Empowering Earth Science Communities to Share Data Through Guided Metadata Improvement
Speakers
Matthew Jones
NCEAS
Matt directs the Informatics program at NCEAS, which focuses on both supporting efficient synthesis through scientific computing and on building new advanced infrastructure to support data sharing, preservation, analysis, and modeling. Matt is the Director of the DataONE program, a global network of interoperable data repositories, and of the NSF Arctic Data Center. In addition to data infrastructure work at NCEAS, Matt also helps to build the NCEAS Learning Hub through an emphasis on data science and reproducible research teaching.
Matt’s career has focused on improving data science infrastructure to support cross-disciplinary and synthetic science, principally through the development of open source software for data repositories, metadata systems, and reproducible analysis and modeling.
Matt has a M.S. in Zoology from the University of Florida that focused on the ecology of plant-animal interactions, and a B.A. from Dartmouth College.
Lindsay Powers
The HDF Group
Ted Habermann
The HDF Group
Earth Science communities can improve the discoverability, use and understanding of their data by improving the completeness and consistency of their metadata. Despite the potential for a great payoff, resources to invest in this work are often limited. We are working with DataONE Member Repositories to quantitatively evaluate their metadata and to identify specific strategies to improve the completeness and consistency of their metadata. We have developed an iterative, guided process intended to efficiently improve metadata to better serve their own communities, as well as share data across disciplines. The community specific approach focuses on community metadata requirements, and also provides guidance on adding other metadata concepts to expand the effectiveness of metadata for multiple uses, including data discovery, data understanding, and data re-use. The end goal of this work is to help communities improve their metadata based on their own requirements through time.
We will present the results of a baseline analysis of more than 25 diverse metadata collections from established data repositories representing communities across the earth and environmental sciences. The baseline analysis describes the current state of the metadata in these collections and highlights areas for improvement. We compare these collections to demonstrate exemplar practitioners that can provide guidance to other communities.

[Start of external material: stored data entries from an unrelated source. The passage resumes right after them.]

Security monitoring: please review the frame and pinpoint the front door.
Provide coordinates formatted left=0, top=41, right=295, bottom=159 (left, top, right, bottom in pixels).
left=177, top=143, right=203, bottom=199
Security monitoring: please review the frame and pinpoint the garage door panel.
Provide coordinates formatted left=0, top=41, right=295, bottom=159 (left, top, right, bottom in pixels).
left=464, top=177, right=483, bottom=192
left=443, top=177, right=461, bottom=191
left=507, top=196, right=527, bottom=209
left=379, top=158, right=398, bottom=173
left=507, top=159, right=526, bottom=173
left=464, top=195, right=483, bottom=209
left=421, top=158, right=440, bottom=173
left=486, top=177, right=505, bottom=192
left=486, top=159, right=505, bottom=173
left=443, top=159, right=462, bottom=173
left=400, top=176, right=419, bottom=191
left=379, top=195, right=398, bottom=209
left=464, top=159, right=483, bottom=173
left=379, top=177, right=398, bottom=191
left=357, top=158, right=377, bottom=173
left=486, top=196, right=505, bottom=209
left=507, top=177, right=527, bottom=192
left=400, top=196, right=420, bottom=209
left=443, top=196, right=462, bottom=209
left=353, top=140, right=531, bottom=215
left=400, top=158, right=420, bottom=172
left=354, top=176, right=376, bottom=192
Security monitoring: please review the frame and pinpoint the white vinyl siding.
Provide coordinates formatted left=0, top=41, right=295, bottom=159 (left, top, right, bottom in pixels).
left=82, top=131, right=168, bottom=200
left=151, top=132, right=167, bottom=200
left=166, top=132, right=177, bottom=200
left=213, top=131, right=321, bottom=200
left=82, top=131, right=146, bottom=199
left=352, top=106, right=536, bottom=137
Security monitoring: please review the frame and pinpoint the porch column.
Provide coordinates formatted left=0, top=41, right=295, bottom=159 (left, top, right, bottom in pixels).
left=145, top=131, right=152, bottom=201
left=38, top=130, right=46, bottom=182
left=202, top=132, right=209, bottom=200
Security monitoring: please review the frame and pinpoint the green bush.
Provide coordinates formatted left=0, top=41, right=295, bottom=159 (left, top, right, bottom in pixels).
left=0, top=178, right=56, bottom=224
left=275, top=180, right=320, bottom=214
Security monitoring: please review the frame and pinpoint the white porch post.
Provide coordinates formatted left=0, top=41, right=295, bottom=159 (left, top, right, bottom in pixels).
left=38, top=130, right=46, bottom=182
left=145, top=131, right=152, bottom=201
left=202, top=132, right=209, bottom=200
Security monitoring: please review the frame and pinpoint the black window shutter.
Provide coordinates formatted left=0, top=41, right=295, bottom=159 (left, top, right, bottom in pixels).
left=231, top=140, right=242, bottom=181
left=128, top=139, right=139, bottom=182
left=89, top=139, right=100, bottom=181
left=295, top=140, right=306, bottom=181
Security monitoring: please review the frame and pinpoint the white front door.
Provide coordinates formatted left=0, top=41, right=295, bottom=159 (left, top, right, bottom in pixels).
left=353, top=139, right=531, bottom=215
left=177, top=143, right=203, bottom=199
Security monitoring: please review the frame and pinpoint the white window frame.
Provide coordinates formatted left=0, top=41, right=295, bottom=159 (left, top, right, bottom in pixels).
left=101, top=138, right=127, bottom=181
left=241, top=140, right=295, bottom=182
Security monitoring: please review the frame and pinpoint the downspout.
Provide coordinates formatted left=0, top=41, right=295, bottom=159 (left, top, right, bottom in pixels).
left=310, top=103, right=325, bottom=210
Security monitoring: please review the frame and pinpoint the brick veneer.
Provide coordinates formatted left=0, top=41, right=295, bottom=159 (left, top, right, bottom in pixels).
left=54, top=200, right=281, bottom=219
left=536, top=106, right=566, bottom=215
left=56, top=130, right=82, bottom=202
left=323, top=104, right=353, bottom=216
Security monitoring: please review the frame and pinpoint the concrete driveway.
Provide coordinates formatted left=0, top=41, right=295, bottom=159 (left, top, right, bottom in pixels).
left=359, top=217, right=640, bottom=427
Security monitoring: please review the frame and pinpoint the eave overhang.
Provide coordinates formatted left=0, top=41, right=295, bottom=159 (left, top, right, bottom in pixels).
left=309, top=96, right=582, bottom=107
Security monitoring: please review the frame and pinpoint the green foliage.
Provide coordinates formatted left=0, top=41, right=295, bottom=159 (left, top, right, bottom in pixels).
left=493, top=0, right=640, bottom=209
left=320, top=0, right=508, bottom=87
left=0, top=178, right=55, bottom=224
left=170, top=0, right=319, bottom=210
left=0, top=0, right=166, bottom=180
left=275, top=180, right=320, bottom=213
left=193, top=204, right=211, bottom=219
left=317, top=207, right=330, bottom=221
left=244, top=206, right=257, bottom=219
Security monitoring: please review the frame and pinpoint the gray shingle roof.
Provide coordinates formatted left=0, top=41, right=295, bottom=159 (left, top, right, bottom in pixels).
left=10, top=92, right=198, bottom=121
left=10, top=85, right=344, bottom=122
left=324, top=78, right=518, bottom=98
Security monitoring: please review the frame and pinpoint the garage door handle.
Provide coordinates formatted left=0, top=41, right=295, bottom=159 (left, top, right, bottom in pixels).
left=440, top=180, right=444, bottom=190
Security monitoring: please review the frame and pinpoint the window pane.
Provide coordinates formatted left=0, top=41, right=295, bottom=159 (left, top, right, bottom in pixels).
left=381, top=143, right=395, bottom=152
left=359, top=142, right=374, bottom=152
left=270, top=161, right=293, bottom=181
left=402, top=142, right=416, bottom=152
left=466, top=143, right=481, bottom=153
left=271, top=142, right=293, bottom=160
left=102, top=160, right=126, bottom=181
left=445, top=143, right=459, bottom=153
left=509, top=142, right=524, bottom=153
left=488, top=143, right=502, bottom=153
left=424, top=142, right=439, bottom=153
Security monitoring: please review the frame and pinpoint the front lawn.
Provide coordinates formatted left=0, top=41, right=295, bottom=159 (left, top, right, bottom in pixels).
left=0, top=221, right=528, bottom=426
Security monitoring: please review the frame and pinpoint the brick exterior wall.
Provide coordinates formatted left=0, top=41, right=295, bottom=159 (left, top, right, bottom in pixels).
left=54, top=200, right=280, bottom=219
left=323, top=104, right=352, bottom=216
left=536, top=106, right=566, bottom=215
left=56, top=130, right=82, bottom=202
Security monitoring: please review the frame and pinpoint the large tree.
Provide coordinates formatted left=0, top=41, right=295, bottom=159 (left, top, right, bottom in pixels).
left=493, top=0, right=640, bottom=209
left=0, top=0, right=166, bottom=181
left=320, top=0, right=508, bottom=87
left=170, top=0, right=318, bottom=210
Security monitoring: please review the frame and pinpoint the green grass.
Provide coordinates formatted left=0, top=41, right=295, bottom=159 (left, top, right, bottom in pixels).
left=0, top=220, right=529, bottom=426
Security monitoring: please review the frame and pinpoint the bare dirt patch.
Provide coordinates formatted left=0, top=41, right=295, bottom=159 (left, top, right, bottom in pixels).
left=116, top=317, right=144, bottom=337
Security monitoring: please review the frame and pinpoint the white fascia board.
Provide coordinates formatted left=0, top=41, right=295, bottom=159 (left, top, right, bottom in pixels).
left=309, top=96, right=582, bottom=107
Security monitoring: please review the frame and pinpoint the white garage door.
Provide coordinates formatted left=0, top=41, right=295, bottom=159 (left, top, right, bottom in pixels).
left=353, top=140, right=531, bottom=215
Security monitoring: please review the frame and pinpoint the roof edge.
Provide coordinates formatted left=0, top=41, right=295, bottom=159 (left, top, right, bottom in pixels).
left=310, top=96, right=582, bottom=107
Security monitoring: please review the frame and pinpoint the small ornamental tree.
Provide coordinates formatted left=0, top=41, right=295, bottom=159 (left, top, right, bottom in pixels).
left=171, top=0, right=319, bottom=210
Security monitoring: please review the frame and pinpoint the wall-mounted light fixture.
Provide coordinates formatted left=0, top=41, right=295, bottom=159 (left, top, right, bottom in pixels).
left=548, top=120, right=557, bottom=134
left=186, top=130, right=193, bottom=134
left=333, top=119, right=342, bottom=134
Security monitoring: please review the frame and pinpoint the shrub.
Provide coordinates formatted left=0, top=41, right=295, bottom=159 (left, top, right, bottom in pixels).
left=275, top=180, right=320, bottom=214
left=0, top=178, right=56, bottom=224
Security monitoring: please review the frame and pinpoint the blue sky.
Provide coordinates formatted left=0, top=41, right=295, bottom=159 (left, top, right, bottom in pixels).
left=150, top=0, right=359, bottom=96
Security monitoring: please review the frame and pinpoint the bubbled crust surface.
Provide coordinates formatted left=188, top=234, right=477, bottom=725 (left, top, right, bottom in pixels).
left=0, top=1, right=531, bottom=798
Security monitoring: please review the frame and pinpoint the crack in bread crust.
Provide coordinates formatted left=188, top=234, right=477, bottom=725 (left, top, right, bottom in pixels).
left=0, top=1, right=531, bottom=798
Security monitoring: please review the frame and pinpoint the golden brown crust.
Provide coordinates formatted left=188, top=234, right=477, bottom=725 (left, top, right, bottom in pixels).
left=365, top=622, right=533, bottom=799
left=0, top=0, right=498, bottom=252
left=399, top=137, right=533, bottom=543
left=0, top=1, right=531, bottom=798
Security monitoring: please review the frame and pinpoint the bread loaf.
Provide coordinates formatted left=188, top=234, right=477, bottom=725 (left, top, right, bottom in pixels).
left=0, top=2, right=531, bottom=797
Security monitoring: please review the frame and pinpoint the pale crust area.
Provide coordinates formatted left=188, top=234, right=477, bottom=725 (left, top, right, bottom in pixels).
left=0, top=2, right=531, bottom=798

In addition, we are building web-based tools based on a common metadata evaluation library that can be incorporated into community tools such as metadata editors and repository platforms, as well as form the core of a metadata completeness reporting service that is integrated within specific partner information systems such as the DataONE Coordinating Repository services and the Mercury Online Metadata Editor. This aspect of the project is forthcoming and we will discuss the plans for the future.